Thanks a ton to anyone who took the time to read this.

Answer 1

Without going through the manuals, my guess is that with "==" you are comparing values and here what you is different structures. In the second solution you are using pattern matching against the structure.

When you define an abstract data type in Haskell with alternative structures "deriving Eq" is not enough in order to compare those different structures, you will have to provide a definition for the equality. You use "==" in the way you put it in the first case as long as define "==" over two Card elements.

Answer 2

This question is more about your mental model of what things mean, not about Haskell itself (if you ask about Haskell itself, then the answer is: "because that's how the language is works").

So I will try to just appeal to your imagination:

In the first case you have an expression, which will evaluate to True or False - both are valid outcomes. You are performing a comparison, using an existing function: (==). This function takes two values - and you need to provide them fully, without holes - for exactly the same reason, why you can't write (2 + _) * 10 and expect it to evaluate to a number.

In the second case, you use a language construct =. This construct is not a function that returns a value. It is used to build a definition. When you write a = 2, you are not writing an expression which can be true or false. You are defining a in terms of 2. It will either work and be forever true - or will not compile. In this context - you can use holes. When you write a _ = 2, you really say: No matter what you apply to a you will get 2.

Answer 3

In your guard c == (NormalCard Ace _), you aren't performing a pattern match; you are trying to compare c to a new value of Card whose suit you haven't specified.

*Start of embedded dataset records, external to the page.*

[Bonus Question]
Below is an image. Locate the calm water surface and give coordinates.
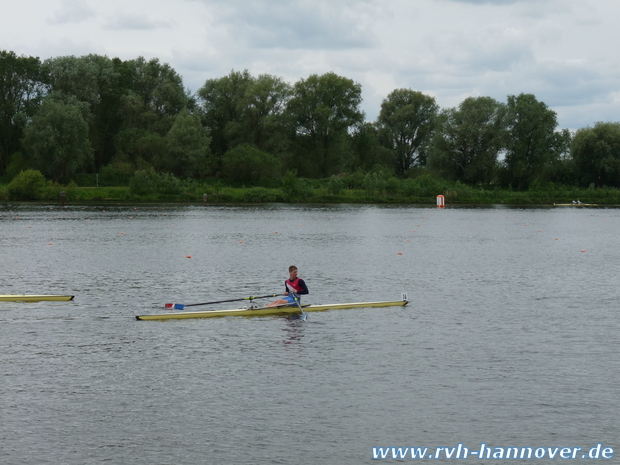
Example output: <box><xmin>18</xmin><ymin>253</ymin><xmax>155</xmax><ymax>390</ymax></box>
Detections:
<box><xmin>0</xmin><ymin>205</ymin><xmax>620</xmax><ymax>465</ymax></box>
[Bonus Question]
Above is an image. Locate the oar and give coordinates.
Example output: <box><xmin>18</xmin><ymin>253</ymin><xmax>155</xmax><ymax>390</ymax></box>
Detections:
<box><xmin>165</xmin><ymin>294</ymin><xmax>280</xmax><ymax>310</ymax></box>
<box><xmin>286</xmin><ymin>283</ymin><xmax>306</xmax><ymax>320</ymax></box>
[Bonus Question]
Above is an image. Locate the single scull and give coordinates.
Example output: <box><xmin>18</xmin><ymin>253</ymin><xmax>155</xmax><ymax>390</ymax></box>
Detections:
<box><xmin>0</xmin><ymin>295</ymin><xmax>75</xmax><ymax>302</ymax></box>
<box><xmin>136</xmin><ymin>300</ymin><xmax>409</xmax><ymax>320</ymax></box>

The _ is a "hole", which is a non-value that triggers an error but determines what type the _ should have, which is useful for debugging and development.

To do the pattern match, use an explicit case expression:

countAces (c:cs) = case c of
                     (NormalCard Ace _) -> 1 + countAces cs
                     Joker -> 1 + countAces cs
                     otherwise -> countAces cs

Because case is an expression, not a statement, you can refactor this to reduce some repetition:

countAces (c:cs) = countAces cs + case c of
                      (NormalCar Ace _) -> 1
                      Joker -> 0
                      otherwise -> 0

which basically inlines the countCard function you defined in your second attempt.